Digamos abiertamente lo que hay: la guerra obligará de todos modos, si no mañana, pasado mañana, a hacerlo. Existen tres corrientes en el socialismo internacional: 1) los chovinistas, que aplican consecuentemente la política del oportunismo; 2) los enemigos consecuentes del oportunismo, que ya empiezan a manifestarse en todos los países (el oportunismo los ha derrotado en su mayor parte por completo, pero «los ejércitos derrotados aprenden bien») y que son capaces de llevar a cabo una labor revolucionaria en dirección a la guerra civil; 3) personas desconcertadas y vacilantes, que ahora marchan a remolque de los oportunistas y causan al proletariado el mayor daño con sus hipócritas intentos de justificar de manera casi científica y marxista (¡no es broma!) el oportunismo. Una parte de quienes están pereciendo en esta tercera corriente puede ser salvada y devuelta al socialismo, pero no de otro modo que mediante la política de la ruptura y la escisión más decidida con la primera corriente, con todos los que son capaces de justificar la votación de los créditos, la «defensa de la patria», la «sumisión a las leyes del tiempo de guerra», la satisfacción con la legalidad, la renuncia a la guerra civil. Solo quienes lleven a cabo esta política construirán en los hechos la Internacional socialista. Nosotros, por nuestra parte, habiendo establecido contacto con el buró ruso del Comité Central y con los elementos dirigentes del movimiento obrero de Petersburgo, intercambiado ideas con ellos y convencidos de que existe solidaridad en lo fundamental, podemos, como redacción del Órgano Central, declarar en nombre de nuestro partido que solo el trabajo llevado en tal dirección es trabajo de partido y trabajo socialdemócrata.

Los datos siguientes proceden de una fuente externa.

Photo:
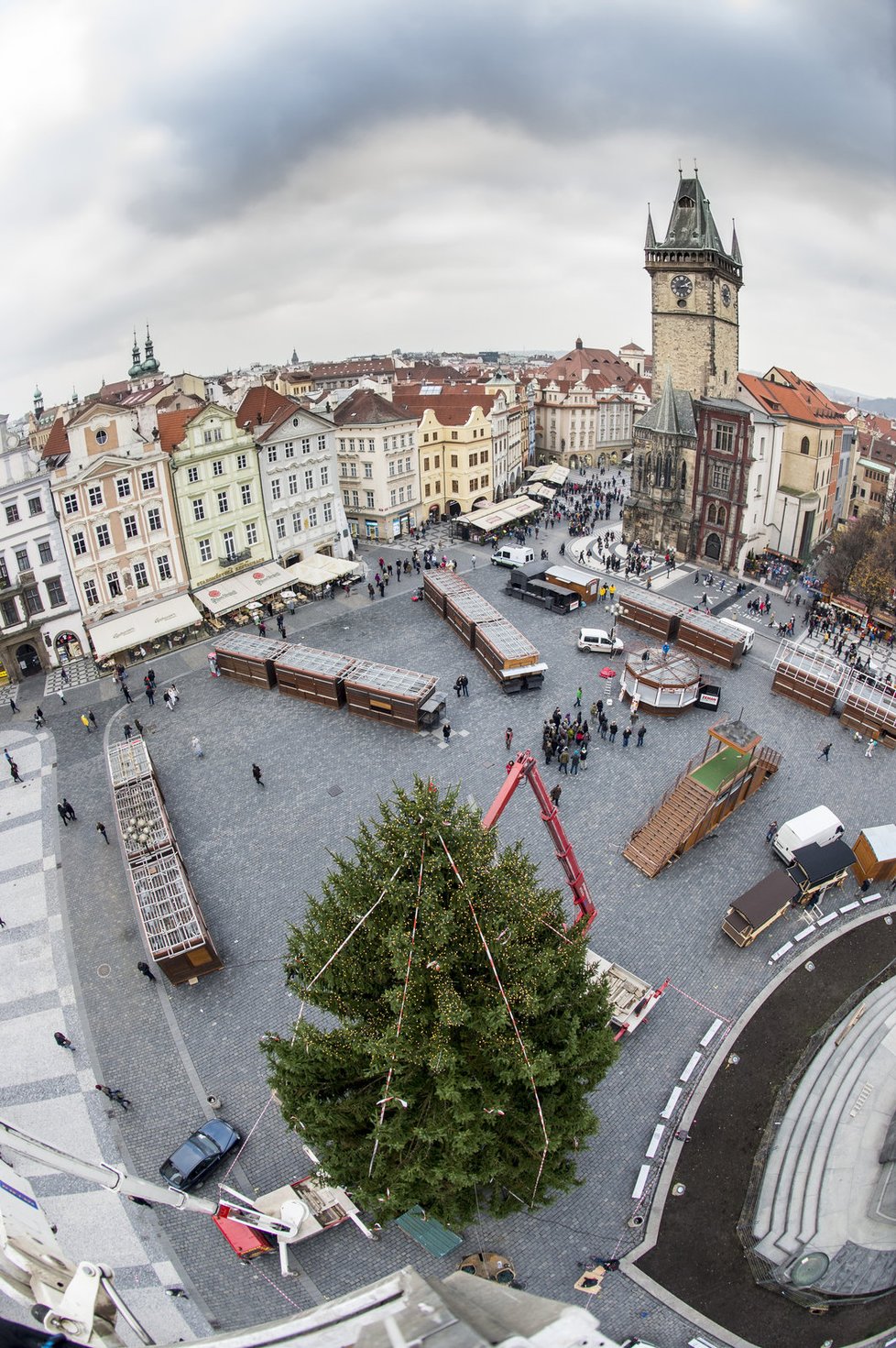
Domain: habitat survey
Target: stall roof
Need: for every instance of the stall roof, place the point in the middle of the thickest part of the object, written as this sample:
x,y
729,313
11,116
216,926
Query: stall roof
x,y
881,840
143,624
318,569
235,591
821,863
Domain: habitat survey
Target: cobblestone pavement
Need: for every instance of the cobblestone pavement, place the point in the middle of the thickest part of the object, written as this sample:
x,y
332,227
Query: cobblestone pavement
x,y
254,855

La escisión de la socialdemocracia alemana parece una idea que asusta demasiado a muchos por su «carácter insólito». Mas la situación objetiva garantiza que o bien se producirá ese hecho insólito (pues ya Adler y Kautsky declararon en la última sesión del Buró Socialista Internacional{114}, en julio de 1914, que no creían en milagros y por eso no creían en la guerra europea), o bien seremos testigos de la penosa putrefacción de lo que fue en otro tiempo la socialdemocracia alemana. A quienes están demasiado habituados a «creer» en la (antigua) socialdemocracia alemana, les recordamos por último cómo personas que durante muchos años fueron adversarios nuestros en toda una serie de cuestiones se aproximan a la idea de dicha escisión: cómo L. Martov escribió en «Golos»: «ha muerto el "Vorwärts"»; «la socialdemocracia que proclama la renuncia a la lucha de clases haría mejor si reconociera abiertamente lo que hay, disolviera temporalmente su organización y cerrara sus órganos»; cómo Plejánov, según la crónica de «Golos», dijo en una conferencia: «soy un gran adversario de la escisión, pero si por la integridad de la organización se sacrifican los principios, entonces es mejor la escisión que la falsa unidad». Plejánov dijo esto sobre los radicales alemanes: ve la paja en el ojo ajeno y no ve la viga en el propio. Esa es su particularidad individual, a la que todos nos hemos acostumbrado demasiado durante los últimos 10 años de radicalismo plejanovista en la teoría y oportunismo en la práctica. Pero si incluso personas con tales… extravagancias individuales hablan de la escisión entre los alemanes, ello es un signo de los tiempos.

«Sotsial-Demokrat» núm. 35, 12 de diciembre de 1914

Se publica según el texto del periódico «Sotsial-Demokrat».